As a rule it was
a hot breakfast and midday dinner; an afternoon tea, with hot bread
and scones and peach-preserve, and a late cold supper. For breakfast,
mutton cutlets, coffee, and things made with maize. Eggs were
plentiful--eggs of fowl, duck, goose, and wild fowl's eggs--wild duck
and plover in their season. In spring--August to October--we
occasionally had an ostrich or rhea's egg in the form of a huge
omelette at breakfast, and it was very good. The common native way of
cooking it by thrusting a rod heated red through the egg, then burying
it in the hot ashes to complete the cooking, did not commend itself to
us. From the end of July to the end of September we feasted on
plovers' eggs at breakfast.
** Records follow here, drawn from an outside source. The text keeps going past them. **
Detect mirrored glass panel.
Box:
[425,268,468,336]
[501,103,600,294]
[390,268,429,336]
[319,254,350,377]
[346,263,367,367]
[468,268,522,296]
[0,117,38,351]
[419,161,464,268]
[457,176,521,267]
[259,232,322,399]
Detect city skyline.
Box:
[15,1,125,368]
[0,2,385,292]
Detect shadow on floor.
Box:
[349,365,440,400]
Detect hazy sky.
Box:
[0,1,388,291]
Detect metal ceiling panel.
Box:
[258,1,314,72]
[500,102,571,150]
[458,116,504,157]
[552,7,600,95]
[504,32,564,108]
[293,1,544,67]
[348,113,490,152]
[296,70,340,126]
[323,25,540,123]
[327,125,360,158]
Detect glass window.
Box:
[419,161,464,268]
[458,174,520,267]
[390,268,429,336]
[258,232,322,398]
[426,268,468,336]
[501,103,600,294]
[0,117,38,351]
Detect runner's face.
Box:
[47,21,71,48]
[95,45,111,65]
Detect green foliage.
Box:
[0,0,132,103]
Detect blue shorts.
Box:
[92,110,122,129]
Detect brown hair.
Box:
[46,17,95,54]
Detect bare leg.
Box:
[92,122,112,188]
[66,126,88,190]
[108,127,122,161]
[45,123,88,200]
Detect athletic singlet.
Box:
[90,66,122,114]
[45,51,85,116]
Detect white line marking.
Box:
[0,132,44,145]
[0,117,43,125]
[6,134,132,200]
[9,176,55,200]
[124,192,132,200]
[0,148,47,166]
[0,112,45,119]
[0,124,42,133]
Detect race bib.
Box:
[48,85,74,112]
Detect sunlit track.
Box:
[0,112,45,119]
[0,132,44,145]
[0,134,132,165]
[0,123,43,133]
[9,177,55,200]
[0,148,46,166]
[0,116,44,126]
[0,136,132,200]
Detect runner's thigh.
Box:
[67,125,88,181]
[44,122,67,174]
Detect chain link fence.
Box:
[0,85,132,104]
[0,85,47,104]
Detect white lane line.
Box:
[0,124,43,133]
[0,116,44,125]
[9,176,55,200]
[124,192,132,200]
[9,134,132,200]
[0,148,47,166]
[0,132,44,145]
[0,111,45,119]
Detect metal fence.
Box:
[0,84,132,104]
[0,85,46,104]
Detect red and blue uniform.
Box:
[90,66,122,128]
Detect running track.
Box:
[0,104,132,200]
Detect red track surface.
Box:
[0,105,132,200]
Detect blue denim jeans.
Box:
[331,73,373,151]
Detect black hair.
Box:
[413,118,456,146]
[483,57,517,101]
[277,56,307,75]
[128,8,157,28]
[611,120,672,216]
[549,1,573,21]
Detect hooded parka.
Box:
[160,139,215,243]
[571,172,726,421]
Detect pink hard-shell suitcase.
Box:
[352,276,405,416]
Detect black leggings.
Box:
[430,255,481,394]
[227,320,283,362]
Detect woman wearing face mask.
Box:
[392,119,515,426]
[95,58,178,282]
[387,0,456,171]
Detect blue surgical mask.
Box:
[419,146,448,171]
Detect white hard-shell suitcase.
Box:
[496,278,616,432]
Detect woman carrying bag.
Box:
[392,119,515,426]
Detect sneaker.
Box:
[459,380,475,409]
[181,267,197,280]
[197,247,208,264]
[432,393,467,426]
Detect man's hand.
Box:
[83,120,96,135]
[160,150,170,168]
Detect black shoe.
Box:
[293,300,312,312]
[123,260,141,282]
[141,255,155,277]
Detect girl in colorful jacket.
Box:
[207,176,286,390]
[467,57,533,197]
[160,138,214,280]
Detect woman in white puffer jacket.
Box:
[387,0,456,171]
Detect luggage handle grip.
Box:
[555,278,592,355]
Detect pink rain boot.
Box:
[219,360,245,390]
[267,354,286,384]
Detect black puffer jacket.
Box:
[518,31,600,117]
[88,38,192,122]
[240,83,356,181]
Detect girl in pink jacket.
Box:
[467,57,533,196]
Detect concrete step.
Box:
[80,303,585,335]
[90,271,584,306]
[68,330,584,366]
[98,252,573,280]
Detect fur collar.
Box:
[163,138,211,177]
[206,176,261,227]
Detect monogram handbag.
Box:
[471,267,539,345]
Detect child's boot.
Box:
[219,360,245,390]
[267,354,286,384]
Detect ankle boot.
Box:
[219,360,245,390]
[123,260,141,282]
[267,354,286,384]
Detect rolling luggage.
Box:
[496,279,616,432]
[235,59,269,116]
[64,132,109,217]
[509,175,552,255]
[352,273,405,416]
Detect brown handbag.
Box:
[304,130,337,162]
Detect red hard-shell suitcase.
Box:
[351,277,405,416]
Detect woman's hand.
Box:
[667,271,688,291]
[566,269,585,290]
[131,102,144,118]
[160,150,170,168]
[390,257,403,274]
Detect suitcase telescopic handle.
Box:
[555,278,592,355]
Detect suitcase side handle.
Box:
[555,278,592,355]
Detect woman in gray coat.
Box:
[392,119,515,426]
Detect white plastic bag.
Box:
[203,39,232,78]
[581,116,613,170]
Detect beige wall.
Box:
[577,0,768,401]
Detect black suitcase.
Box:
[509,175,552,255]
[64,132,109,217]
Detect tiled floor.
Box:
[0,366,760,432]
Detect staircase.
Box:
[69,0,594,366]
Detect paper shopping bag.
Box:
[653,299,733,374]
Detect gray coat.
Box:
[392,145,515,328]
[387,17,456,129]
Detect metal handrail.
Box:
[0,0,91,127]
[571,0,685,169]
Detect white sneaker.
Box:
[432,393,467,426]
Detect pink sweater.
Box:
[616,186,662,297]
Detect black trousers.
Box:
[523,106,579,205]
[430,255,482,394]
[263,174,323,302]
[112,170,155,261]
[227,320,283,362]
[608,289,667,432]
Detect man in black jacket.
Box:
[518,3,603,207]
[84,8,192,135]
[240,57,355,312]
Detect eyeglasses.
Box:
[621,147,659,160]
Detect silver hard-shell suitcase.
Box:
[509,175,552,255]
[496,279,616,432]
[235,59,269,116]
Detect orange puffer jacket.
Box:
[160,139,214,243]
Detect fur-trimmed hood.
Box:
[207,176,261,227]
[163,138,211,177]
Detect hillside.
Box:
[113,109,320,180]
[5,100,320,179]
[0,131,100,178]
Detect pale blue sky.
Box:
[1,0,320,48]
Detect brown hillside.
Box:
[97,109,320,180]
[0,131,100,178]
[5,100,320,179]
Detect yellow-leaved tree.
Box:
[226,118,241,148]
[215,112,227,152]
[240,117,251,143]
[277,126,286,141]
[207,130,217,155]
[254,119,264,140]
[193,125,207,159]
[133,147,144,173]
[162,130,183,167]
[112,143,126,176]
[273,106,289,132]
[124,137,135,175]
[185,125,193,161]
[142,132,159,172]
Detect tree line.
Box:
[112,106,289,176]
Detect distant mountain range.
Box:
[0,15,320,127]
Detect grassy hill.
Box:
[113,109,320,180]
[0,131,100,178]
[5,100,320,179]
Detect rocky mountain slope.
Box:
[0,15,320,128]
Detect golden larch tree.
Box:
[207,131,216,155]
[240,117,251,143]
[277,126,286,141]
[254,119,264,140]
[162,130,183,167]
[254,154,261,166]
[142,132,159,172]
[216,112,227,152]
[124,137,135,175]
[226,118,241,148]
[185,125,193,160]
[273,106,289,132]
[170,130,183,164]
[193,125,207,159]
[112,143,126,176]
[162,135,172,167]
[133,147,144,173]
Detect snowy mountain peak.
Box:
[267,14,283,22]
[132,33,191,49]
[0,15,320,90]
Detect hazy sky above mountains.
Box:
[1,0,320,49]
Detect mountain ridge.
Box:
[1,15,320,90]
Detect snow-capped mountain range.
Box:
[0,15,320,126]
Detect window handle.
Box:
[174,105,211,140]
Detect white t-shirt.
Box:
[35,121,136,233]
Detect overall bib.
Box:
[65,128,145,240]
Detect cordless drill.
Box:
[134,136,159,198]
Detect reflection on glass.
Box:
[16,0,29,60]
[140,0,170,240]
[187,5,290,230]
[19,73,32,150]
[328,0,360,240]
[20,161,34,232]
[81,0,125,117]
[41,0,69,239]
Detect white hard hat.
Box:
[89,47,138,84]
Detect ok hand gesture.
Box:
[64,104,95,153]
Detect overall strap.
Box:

In appearance and taste they were
precisely like our lapwings' eggs, only larger, the Argentine lapwing
being a bigger bird than its European cousin. In those distant days
the birds were excessively abundant all over the pampas where sheep
were pastured, for at that time there were few to shoot wild birds and
nobody ever thought of killing a lapwing for the table. The country
had not then been overrun by bird-destroying immigrants from Europe,
especially by Italians. Outside of the sheep zone in the exclusively
cattle-raising country, where the rough pampas grasses and herbage had
not been eaten down, the plover were sparsely distributed.